We have in our ElasticSearch instance about 55.000.000 of documents. We have a CSV file with user_ids, the biggest CSV has 9M entries. Our documents have user_id as the key, so this is convenient.
I am posting the question because I want to discuss and have the best option to get this done, as there are different ways to address this problem. We need to add the new "label" to the document if the user document doesn't have it yet eg tagging the user with "stackoverflow" or "github".
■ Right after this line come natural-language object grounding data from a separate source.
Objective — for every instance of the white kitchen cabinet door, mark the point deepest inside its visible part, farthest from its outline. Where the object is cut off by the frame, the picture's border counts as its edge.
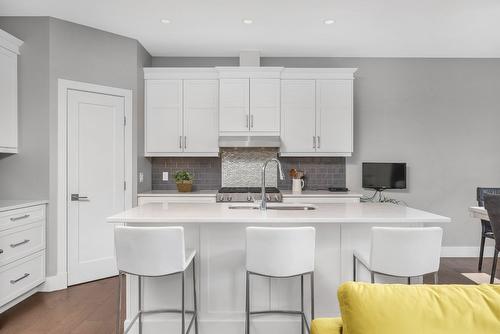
(163, 117)
(265, 105)
(8, 101)
(334, 124)
(234, 105)
(298, 100)
(201, 116)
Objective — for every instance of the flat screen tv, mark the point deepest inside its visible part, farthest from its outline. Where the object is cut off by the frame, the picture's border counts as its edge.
(383, 175)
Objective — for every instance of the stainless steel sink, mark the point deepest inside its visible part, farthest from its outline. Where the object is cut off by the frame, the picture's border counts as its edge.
(306, 207)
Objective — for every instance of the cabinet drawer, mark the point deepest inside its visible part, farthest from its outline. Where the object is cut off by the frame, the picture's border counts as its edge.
(21, 276)
(21, 241)
(18, 217)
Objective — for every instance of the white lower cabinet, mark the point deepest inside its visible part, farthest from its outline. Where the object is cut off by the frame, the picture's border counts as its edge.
(22, 253)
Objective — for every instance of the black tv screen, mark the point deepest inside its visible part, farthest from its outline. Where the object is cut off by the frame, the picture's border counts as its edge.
(378, 175)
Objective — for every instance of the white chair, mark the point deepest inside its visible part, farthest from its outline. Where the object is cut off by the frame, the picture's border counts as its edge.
(280, 253)
(154, 252)
(401, 252)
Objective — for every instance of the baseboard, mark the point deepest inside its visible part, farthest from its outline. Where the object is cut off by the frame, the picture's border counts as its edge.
(54, 283)
(465, 252)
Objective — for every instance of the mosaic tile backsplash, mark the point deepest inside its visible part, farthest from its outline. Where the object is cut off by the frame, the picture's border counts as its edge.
(242, 167)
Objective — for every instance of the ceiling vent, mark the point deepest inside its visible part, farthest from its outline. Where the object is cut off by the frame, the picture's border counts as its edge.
(250, 58)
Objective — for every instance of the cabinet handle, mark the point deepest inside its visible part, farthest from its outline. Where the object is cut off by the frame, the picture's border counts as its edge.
(13, 219)
(14, 281)
(25, 241)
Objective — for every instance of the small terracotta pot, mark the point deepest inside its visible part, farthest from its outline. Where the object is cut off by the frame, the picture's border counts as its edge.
(185, 186)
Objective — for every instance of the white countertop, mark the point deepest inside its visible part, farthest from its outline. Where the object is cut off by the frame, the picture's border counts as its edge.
(286, 193)
(171, 193)
(321, 193)
(378, 213)
(6, 205)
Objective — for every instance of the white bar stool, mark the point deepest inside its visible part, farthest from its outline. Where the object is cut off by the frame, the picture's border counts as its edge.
(280, 253)
(401, 252)
(154, 252)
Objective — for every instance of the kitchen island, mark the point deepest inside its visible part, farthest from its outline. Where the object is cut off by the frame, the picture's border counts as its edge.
(217, 232)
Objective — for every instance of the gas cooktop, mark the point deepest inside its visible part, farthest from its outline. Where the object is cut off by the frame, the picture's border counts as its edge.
(247, 194)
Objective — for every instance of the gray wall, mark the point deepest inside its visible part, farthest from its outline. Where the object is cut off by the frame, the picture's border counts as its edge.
(440, 116)
(25, 175)
(56, 49)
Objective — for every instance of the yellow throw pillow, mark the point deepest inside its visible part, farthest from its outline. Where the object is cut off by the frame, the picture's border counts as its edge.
(419, 309)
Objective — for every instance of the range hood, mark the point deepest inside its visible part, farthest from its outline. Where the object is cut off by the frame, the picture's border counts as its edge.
(249, 141)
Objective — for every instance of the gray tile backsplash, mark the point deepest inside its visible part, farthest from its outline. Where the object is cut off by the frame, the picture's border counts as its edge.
(206, 171)
(241, 167)
(320, 172)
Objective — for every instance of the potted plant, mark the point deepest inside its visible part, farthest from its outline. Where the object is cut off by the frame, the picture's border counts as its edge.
(184, 181)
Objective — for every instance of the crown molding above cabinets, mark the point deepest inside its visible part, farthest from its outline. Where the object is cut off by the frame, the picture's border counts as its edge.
(187, 109)
(9, 50)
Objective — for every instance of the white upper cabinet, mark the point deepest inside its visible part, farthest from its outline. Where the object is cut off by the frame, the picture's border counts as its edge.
(234, 105)
(265, 105)
(181, 117)
(334, 131)
(317, 112)
(163, 117)
(298, 98)
(201, 109)
(9, 50)
(249, 101)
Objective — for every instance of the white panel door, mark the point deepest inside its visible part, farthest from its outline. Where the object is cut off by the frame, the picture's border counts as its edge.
(334, 116)
(234, 105)
(8, 101)
(265, 105)
(201, 106)
(96, 168)
(298, 105)
(163, 116)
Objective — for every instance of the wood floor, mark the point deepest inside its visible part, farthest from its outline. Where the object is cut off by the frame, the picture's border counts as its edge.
(90, 308)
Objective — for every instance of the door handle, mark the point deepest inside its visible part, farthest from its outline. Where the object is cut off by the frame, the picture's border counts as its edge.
(13, 219)
(77, 197)
(14, 281)
(25, 241)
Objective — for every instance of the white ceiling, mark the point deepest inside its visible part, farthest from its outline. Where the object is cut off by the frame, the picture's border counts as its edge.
(363, 28)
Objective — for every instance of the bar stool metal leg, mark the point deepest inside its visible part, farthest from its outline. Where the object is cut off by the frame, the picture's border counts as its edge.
(195, 299)
(183, 310)
(247, 304)
(119, 304)
(312, 296)
(140, 304)
(302, 302)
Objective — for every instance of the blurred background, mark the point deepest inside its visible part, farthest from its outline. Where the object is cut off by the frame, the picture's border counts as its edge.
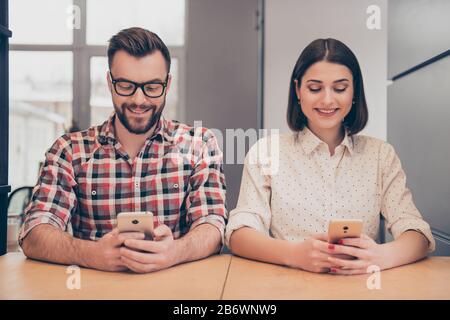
(232, 62)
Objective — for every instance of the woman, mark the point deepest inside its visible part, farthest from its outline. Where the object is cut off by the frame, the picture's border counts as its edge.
(326, 171)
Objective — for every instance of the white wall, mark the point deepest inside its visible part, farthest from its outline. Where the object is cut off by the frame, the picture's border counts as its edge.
(290, 25)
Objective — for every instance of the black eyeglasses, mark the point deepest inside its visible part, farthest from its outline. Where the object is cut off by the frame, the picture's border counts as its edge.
(126, 88)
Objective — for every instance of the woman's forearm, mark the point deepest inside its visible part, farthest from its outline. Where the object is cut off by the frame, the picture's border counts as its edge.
(249, 243)
(409, 247)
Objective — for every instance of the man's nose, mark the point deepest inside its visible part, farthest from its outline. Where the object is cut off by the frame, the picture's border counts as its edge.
(139, 97)
(328, 97)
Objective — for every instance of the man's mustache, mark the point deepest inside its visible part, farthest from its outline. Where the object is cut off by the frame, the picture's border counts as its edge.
(134, 106)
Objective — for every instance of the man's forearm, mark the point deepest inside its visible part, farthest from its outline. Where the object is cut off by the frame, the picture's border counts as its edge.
(203, 241)
(48, 243)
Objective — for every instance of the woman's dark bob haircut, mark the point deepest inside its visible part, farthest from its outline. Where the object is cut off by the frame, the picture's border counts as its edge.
(333, 51)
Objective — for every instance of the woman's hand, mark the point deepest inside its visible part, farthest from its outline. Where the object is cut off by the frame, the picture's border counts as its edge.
(365, 251)
(312, 254)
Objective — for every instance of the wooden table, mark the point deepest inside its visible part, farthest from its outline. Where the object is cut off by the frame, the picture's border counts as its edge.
(21, 278)
(221, 277)
(426, 279)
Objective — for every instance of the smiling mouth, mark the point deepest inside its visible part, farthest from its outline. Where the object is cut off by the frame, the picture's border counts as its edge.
(327, 112)
(139, 110)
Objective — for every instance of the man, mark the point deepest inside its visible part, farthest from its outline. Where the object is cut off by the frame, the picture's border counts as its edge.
(135, 161)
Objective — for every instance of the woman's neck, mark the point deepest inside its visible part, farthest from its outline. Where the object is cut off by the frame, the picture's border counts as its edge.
(332, 136)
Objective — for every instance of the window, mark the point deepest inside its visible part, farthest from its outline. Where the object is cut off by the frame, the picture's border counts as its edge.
(26, 19)
(57, 73)
(40, 108)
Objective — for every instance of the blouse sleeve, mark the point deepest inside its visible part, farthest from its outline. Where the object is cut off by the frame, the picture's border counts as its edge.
(397, 204)
(253, 208)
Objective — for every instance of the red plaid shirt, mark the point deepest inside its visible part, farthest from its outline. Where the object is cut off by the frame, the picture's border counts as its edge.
(88, 178)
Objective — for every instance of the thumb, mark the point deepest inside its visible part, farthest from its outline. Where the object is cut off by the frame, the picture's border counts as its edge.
(162, 232)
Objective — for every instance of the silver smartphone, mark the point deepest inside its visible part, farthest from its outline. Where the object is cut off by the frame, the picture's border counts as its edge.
(136, 222)
(344, 228)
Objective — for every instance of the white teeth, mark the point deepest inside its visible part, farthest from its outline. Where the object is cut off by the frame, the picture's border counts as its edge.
(327, 110)
(138, 112)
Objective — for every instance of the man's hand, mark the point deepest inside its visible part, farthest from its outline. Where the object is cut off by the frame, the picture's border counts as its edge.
(106, 255)
(143, 256)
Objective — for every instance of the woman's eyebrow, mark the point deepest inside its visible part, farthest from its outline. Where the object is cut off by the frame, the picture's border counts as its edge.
(341, 80)
(336, 81)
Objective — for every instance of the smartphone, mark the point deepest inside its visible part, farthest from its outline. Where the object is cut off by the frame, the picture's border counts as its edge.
(344, 228)
(136, 222)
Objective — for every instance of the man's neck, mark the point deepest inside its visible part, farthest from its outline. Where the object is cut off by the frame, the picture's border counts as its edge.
(132, 143)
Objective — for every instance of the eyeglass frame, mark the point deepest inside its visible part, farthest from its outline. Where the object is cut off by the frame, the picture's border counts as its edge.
(139, 85)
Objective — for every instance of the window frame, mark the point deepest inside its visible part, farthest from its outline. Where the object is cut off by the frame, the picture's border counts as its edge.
(82, 54)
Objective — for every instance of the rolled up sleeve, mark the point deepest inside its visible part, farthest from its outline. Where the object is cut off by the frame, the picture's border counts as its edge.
(208, 188)
(53, 197)
(398, 207)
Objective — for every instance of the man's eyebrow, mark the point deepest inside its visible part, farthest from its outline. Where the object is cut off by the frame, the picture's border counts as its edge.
(341, 80)
(318, 81)
(151, 80)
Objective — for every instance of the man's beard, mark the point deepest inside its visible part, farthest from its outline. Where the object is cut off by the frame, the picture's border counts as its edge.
(137, 128)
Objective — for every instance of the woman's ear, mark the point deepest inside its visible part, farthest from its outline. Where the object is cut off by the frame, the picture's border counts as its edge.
(297, 89)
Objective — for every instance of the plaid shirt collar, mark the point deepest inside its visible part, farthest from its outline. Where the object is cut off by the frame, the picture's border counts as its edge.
(107, 132)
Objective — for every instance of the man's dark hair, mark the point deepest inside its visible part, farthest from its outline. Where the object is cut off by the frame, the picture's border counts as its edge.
(137, 42)
(333, 51)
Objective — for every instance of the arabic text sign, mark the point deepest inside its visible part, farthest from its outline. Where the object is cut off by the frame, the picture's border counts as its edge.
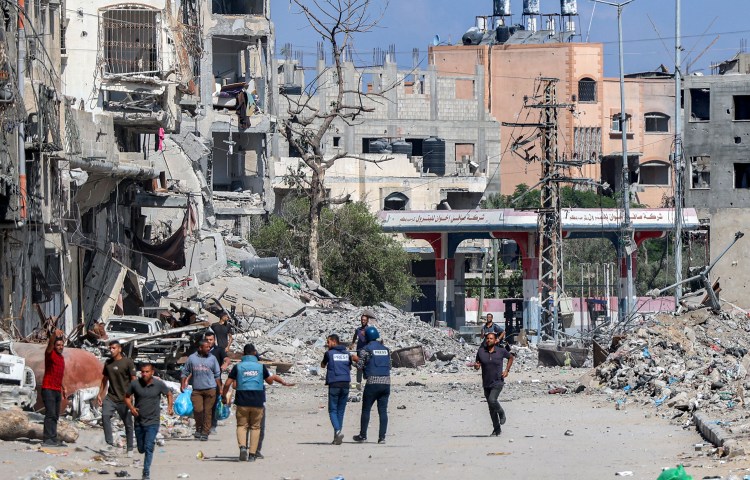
(444, 217)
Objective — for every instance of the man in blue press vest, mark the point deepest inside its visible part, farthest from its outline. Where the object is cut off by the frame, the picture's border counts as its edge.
(375, 360)
(338, 378)
(247, 378)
- There is the classic partial
update
endpoint. This sounds way slow as we need to iterate over 9M of user_ids and issue the api call for each of them. - there is the
bulk
request, which provides some better performance but with limited 1000-5000 documents that can be mentioned in one call. And knowing when the batch is too large is kinda know how we need to learn on the go. - Then there is the official open issue for
/update_by_query
endpoint which has lots of traffic, but no confirmation it was implemented in the standard release. - On this open issue there is a mention for a update_by_query plugin which should provide some better handling, but there are old and open issues where users are complaining of performance problems and memory issues.
- I am not sure it it's doable on EL, but I thought I would load all the CSV entries into a separate index, and somehow would join the two indexes and apply script that would add the tag if doesn't exists yet.
So the question remains whats the best way to do this, and if some of you have done in past this, make sure you share your numbers/performance and how you would do differently this time.